I tend to agree, but it's dangerous to leave that statement to fend for itself without elaboration. This is finance, after all, and so even prudent recommendations in this house of mirrors may come with unintended surprises at times. For instance, recognizing that buy-and-hold/cap-weighting ends up dispensing concentration risk via the hottest assets isn't the same thing as saying that it's easy to beat this mother of all passive strategies through time. Volumes have been written on this point and so I won't elaborate other than to point to one piece of the empirical record that shows up semi-regularly on these pages: a comparison of a market-value-weighted mix of all the major asset classes vs. 1,000-plus actively managed mutual funds with at least 10 years of history that practice some form of multi-asset class investing. In a recent update (May 2013) I pointed out that a passive mix of broadly defined asset classes (the Global Market Index) once again delivered above-average performance (the 70th percentile, to be precise) relative to a broad sample of active strategies for the trailing decade. If you overlay a naïve end-of-the-year rebalancing regimen on GMI's mix, you did a bit better. Here's the chart:

I've been crunching these numbers regularly for several years (although I don't publish every update) and the general result is usually about the same. GMI dispenses competitive and sometimes impressively competitive results vs. the crowd. (I'll have an update on this profile soon, by the way). There are some fundamental reasons for why this is so, and for expecting comparable results in the years ahead. It boils down to what Professor Bill Sharpe labeled the Arithmetic of Active Management: "Properly measured, the average actively managed dollar must underperform the average passively managed dollar, net of costs." Does this mean you should buy and hold everything and leave it alone? No, probably not, although you could do a lot worse.
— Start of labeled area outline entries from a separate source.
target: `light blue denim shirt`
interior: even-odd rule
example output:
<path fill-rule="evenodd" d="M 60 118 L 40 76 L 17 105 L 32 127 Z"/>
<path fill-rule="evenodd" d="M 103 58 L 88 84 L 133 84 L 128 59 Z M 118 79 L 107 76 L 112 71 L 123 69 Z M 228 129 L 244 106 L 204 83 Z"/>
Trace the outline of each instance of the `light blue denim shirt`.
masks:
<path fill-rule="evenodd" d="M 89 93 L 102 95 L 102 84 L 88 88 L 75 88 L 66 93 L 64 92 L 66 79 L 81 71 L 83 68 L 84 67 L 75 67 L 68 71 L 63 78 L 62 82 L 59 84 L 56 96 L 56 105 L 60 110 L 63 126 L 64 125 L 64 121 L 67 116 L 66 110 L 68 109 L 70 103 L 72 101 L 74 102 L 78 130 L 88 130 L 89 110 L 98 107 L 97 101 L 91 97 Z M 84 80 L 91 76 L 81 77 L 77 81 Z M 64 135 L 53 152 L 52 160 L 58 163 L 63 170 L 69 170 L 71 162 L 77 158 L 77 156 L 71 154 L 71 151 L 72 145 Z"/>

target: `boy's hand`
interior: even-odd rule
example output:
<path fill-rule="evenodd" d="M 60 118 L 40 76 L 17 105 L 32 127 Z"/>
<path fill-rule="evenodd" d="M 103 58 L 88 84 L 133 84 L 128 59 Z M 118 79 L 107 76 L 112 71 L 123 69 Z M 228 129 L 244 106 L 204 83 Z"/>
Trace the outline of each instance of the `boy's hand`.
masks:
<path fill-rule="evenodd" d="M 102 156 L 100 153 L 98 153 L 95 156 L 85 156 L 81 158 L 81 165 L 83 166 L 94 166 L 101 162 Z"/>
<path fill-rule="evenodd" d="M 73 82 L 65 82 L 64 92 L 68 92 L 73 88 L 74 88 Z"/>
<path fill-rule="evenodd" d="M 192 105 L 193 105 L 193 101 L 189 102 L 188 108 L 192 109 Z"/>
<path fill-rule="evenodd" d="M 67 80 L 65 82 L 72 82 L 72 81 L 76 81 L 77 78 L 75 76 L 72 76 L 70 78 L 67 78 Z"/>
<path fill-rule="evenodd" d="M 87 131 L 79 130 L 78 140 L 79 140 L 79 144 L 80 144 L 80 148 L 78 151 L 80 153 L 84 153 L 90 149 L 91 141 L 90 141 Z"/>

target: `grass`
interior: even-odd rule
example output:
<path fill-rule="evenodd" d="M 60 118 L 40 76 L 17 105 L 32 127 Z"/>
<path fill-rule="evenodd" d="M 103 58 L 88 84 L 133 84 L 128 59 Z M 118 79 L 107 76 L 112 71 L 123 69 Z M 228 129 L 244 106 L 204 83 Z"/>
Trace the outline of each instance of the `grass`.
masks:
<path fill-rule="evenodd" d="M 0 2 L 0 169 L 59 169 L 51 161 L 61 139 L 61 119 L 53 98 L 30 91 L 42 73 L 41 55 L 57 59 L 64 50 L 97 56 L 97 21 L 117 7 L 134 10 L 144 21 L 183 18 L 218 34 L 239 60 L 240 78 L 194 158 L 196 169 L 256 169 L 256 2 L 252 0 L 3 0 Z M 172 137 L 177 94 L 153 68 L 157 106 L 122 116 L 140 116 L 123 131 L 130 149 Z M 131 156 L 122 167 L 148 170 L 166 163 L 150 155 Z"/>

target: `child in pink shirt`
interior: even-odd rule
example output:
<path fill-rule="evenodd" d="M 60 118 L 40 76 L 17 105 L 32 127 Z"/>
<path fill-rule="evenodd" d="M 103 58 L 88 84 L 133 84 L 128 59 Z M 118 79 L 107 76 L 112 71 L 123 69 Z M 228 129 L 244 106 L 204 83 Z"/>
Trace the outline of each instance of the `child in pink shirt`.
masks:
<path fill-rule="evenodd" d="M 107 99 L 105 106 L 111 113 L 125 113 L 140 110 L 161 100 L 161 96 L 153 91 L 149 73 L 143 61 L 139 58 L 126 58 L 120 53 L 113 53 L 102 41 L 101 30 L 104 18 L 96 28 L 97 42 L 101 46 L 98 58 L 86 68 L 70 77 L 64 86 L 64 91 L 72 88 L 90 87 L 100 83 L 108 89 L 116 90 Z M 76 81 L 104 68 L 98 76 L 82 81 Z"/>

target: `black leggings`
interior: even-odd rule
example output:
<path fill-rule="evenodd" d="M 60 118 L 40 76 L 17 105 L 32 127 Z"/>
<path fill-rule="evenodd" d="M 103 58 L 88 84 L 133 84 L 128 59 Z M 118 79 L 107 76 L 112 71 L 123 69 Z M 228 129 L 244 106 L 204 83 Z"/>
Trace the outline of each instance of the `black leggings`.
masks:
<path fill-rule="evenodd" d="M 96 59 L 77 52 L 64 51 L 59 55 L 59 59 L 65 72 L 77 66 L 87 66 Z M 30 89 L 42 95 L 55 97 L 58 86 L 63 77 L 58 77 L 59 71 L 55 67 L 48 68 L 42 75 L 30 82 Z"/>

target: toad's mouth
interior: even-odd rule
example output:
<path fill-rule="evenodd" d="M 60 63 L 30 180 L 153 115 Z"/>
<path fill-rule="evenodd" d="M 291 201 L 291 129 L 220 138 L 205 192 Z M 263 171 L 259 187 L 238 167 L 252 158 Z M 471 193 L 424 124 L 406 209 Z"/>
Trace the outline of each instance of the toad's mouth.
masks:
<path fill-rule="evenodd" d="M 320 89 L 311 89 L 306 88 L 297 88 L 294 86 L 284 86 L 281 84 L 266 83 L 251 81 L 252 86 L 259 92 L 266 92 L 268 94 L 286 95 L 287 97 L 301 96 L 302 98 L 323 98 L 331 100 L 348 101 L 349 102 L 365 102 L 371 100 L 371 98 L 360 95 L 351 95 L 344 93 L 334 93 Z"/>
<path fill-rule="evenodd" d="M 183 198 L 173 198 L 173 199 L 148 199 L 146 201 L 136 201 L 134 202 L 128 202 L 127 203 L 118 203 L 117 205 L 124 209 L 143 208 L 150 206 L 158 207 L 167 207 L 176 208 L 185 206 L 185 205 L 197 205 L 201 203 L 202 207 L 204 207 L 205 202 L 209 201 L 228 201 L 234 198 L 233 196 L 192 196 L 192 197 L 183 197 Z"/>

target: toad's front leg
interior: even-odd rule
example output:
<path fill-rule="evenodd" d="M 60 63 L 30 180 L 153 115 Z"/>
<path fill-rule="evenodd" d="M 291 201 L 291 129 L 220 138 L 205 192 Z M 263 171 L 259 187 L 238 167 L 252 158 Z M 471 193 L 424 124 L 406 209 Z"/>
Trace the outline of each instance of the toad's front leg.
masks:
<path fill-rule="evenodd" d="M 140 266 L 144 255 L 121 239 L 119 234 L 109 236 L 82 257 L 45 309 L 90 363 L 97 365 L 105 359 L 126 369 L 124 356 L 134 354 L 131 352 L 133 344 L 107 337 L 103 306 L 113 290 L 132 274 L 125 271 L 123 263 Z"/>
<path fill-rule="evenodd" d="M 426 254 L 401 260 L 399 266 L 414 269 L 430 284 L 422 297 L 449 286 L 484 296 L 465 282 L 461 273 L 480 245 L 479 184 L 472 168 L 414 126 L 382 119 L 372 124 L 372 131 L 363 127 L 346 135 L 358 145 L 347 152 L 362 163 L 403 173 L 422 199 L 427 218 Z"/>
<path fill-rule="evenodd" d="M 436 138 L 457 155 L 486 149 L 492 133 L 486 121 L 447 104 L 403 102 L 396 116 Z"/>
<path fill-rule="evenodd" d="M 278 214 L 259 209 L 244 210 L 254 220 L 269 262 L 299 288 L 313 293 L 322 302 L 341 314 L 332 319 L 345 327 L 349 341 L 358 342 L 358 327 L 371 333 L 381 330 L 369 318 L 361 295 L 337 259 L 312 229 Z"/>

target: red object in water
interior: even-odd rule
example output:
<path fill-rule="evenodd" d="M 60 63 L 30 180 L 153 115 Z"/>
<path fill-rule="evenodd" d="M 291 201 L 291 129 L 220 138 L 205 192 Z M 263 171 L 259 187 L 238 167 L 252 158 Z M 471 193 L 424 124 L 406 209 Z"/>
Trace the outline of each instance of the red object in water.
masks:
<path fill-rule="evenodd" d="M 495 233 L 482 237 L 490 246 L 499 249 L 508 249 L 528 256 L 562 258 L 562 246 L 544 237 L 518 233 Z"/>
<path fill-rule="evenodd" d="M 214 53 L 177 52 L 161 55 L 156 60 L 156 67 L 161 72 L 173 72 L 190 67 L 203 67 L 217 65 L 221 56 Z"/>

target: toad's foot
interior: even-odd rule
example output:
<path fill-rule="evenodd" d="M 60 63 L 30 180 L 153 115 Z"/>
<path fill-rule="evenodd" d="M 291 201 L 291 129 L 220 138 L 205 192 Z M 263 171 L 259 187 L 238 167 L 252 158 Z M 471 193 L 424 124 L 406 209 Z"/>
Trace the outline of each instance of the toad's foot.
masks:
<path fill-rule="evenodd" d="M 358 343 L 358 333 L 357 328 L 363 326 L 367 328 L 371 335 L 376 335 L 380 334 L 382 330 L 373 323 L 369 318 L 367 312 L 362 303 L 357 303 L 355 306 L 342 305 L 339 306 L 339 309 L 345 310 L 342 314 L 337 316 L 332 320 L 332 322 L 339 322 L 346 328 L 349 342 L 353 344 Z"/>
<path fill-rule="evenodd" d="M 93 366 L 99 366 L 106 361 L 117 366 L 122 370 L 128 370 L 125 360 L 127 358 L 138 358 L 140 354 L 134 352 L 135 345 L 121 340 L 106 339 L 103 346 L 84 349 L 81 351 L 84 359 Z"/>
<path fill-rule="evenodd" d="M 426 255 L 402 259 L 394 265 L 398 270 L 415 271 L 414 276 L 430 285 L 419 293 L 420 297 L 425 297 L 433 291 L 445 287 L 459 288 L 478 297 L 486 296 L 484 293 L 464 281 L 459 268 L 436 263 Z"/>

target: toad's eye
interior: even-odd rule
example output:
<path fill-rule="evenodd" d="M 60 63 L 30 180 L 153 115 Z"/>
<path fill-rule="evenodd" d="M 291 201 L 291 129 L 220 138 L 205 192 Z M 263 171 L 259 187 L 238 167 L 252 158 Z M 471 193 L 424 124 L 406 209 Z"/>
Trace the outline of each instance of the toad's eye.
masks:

Yes, it's important to recognize that buy-and-hold/market-cap weighting excels in bringing you a specific basket of risk factors. What's more, those risk factors may not be optimal, particularly for your specific circumstances. But it's naïve to think that simply minimizing or avoiding this particular group of risk factors will bring fame and fortune with minimal effort.

The problem is that if you decide to sidestep buy-and-hold/market-cap weighting, you must choose something else, i.e., a different set of risk factors. Now the fun begins. Which set of risk factors and why? How should you weight an alternative set of risk factors? How and when should you rebalance? Is this set of risk factors really timely now? What's the rationale for the strategy you choose? Does it have a real-world record of success for any length of time, i.e., through at least one full business cycle? (And, no, back-testing on paper doesn't count, although it's useful as a research tool.) Abandoning buy-and-hold/market-cap weighting has a number of advantages, at least in theory, but brevity and simplicity aren't on that list. Depending on how you choose to second-guess Mr. Market's portfolio, low-cost investing may be a victim too.

It's easy to see how so many investors have a hard time keeping up with Mr. Market's results. If you make the wrong choices on one or more of the questions above (which only scratch the surface of issues that arise in active management), how much does that hurt your results? The dirty little secret of active management is that it only works if you make a series of correct choices in real time--for years, if that's your investment horizon. Sure, you can be wrong sometimes and still do well. Mr. Market certainly makes mistakes. He may be making a big one right now, as Faber suggests. But recognizing that Mr. Market is wrong from time to time (most of the time?) is only half the battle--you also have to be right more than occasionally.

The main question is deciding if you'll do better with a risk profile that's conspicuously different than buy-and-hold/market cap? Yes, of course, you can... maybe. There are some persuasive arguments for why you should build a portfolio that's distinguishes itself as being something other than Mr. Market's asset allocation, but assuming that you're smarter than everyone else isn't one of them.

In any case, trading one rather well-known, modestly successful risk profile for something else that may be less transparent shouldn't be taken lightly. In other words, it's essential that you understand why and how your customized strategy differs from Mr. Market's naïve mix and why it's expected to deliver better results.

The basic dynamic here is that in order to deliver superior risk-adjusted results vs. GMI or its equivalent you need to take relatively larger or smaller risk bets. There's an endless line of possibilities, starting with choosing different asset weights and adding a rebalancing strategy. What you won't find, however, is an endless line of success in evaluating history on this front. Mr. Market's asset allocation may be foolish, unimaginative, and seemingly destined for mediocrity or worse on an ex ante basis. But ex post it tends to look pretty decent vs. a broad spectrum of strategies that, on paper, should have performed a lot better but didn't.

Perhaps common sense isn't always what it seems to be in the money game.